Doze horas. É pouco tempo no calendário e pode ser muito na cabeça de alguém que ainda não sabe que esse é o campo onde quer trabalhar. O que me chama atenção não é o curso em si, é o que ele representa: a ideia de que aprender algo novo não exige um semestre inteiro, uma bolsa ou uma licença do emprego. Exige, principalmente, a decisão de começar.
O mito do momento certo para aprender
Existe uma armadilha confortável que muita gente carrega: a de que vai estudar quando a vida estiver mais calma. Quando o trabalho aliviar. Quando os filhos crescerem. Quando o dinheiro sobrar.
Esse momento não chega. Ou chega tarde demais para ser aproveitado com a energia que ele merecia.
Aprender enquanto se trabalha não é uma virtude reservada para pessoas extraordinárias. É uma habilidade que se treina, como qualquer outra. A diferença entre quem aprende em movimento e quem espera o momento perfeito não é talento, é tolerância à incompletude. Aceitar que você vai estudar cansado, que vai entender pela metade, que vai precisar reler. E seguir assim mesmo.
Carol Dweck, psicóloga de Stanford, dedicou décadas a estudar exatamente isso. Ela distingue quem acredita que capacidade é fixa, algo que você tem ou não tem, de quem entende capacidade como algo que se constrói com esforço. O segundo grupo não é mais inteligente. É mais disposto a parecer iniciante.
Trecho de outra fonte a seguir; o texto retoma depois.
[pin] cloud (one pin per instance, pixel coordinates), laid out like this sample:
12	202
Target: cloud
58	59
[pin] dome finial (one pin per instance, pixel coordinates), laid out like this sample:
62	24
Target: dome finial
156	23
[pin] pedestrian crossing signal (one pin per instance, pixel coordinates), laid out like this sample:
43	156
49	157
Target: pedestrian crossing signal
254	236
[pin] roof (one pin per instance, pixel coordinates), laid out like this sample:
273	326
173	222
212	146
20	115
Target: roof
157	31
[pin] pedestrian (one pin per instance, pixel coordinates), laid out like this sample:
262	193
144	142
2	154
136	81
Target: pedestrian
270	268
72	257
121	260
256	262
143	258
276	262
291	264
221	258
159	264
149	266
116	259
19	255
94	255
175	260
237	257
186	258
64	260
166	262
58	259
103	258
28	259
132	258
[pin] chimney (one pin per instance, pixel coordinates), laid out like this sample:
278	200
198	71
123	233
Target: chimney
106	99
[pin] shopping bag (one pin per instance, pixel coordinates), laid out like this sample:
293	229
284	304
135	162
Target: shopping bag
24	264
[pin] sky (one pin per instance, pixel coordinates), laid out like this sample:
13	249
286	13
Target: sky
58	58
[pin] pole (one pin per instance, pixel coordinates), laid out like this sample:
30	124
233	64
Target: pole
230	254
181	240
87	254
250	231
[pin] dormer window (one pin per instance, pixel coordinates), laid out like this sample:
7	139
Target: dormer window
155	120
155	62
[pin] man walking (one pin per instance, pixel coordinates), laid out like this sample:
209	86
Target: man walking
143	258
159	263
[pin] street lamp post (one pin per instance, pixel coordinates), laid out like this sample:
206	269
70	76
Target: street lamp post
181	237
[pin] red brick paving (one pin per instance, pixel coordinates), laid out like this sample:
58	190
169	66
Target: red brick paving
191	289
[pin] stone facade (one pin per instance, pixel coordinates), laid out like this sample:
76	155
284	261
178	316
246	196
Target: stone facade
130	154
Curiosidade não é um traço de personalidade. É uma prática. Você escolhe cultivá-la todos os dias ou deixa ela secar.
Aceitar ser iniciante é o custo real do aprendizado contínuo. E é um custo que muita gente não quer pagar, especialmente depois de construir reputação numa área. Voltar à posição de quem não sabe mexe com o ego de um jeito que nenhum currículo prepara.
Aprender o que ninguém esperava de você
Tem algo politicamente relevante num curso gratuito de gestão cultural chegar por um veículo como o Notícia Preta. Não é acidente. É escolha editorial e também escolha de quem criou a capacitação.
Gestão de espaços culturais é um campo onde as comunidades negras brasileiras têm protagonismo histórico e, ao mesmo tempo, acesso historicamente negado à formação formal. Terreiros, coletivos, rodas, bibliotecas comunitárias: esses espaços existem e funcionam com uma sofisticação que a academia demorou décadas para reconhecer. O que uma capacitação como essa faz é nomear e sistematizar o que já existe, e abrir a porta para quem ainda está do lado de fora.
Acredito que o aprendizado mais transformador costuma acontecer fora da área em que você já é competente. Um desenvolvedor que estuda gestão cultural enxerga sistemas onde outros veem só programação. Uma produtora cultural que estuda dados passa a fazer perguntas que ninguém na sala estava fazendo. A sobreposição de saberes é onde as ideias mais interessantes nascem.
Reinventar o que você sabe fazer não precisa significar abandonar o que você já construiu. Na maioria das vezes, significa encontrar um ângulo novo para o mesmo material.
O que doze horas ensinam de verdade
Doze horas não formam um especialista. Ninguém sai de um curso assim pronto para gerir o MASP ou o Pelourinho. Mas não é isso que está em jogo.
O que doze horas fazem, quando bem aproveitadas, é revelar um vocabulário novo. E vocabulário muda o que você consegue perceber. Você começa a ver em espaços que frequentava sem atenção uma estrutura, uma lógica, um problema que poderia ser resolvido. Isso não é pouco. Às vezes é exatamente o suficiente para mudar de direção.
Tenho estudado temas fora da minha formação principal por anos. O padrão que observo é sempre o mesmo: as primeiras horas de qualquer assunto novo são as mais perturbadoras e as mais valiosas. É quando o mapa do que você não sabe começa a tomar forma. E um mapa do desconhecido, por mais desconfortável que seja, é muito mais útil do que a ilusão de que você já sabe o suficiente.
As inscrições fecham hoje. Mas o raciocínio não fecha com elas.
Em algum lugar, enquanto você lê isso, tem alguém olhando para um formulário de inscrição e convencendo a si mesmo de que não é o momento certo, que doze horas não vão mudar nada, que a vida está ocupada demais. Talvez essa pessoa tenha razão. Talvez não. O que ela provavelmente não está considerando é que o maior custo não é o tempo que o curso vai tomar. É o peso de nunca ter descoberto o que poderia ter aprendido.